The Gathering Storm
The Second World War did not begin in a vacuum. It was the catastrophic result of unresolved grievances from the First World War, the economic despair of the Great Depression, and the rise of totalitarian ideologies.
In Germany, the humiliating Treaty of Versailles had stripped the nation of its military and territory. From this resentment rose Adolf Hitler and the National Socialist (Nazi) Party. Hitler was a mesmerizing orator who promised to restore German glory through Lebensraum ("living space") and racial purity.
While the world watched, the pieces moved into place. Italy, under Benito Mussolini, invaded Ethiopia. The Spanish Civil War (1936-1939) served as a horrific dress rehearsal, where the German Luftwaffe tested its dive-bombers on cities like Guernica. In Asia, Imperial Japan, driven by its own militaristic code, brutalized China in the invasion of Manchuria and the subsequent Rape of Nanking.
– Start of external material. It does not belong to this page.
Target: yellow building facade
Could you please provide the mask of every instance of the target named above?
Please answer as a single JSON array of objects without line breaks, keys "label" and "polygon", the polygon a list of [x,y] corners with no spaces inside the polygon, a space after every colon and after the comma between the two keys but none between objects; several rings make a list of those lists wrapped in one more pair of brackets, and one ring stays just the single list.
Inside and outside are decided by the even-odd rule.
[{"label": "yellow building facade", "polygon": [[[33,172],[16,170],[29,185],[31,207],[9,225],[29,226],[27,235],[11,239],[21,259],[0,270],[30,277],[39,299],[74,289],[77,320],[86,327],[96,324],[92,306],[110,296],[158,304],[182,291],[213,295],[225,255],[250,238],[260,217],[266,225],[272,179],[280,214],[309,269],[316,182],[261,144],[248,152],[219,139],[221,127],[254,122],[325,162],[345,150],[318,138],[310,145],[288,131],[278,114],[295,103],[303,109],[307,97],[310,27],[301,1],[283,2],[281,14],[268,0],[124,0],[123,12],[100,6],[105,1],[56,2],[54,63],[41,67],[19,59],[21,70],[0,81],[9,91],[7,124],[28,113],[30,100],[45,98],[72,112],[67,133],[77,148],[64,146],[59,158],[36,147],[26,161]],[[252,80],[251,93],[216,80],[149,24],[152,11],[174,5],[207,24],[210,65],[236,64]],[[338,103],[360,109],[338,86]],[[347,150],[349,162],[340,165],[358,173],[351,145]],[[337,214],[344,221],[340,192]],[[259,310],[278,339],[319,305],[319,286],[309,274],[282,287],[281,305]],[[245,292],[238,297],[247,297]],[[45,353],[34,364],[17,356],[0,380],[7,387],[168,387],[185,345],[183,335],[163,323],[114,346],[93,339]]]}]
Western democracies, desperate to avoid another slaughter like 1914-1918, adopted a policy of appeasement. Prime Minister Neville Chamberlain famously returned from Munich in 1938 waving a piece of paper and declaring "peace for our time" after handing the Sudetenland to Hitler. It was a fatal miscalculation. Emboldened, Hitler signed a shock non-aggression pact with Stalin’s Soviet Union (the Molotov-Ribbentrop Pact), sealing the fate of Poland.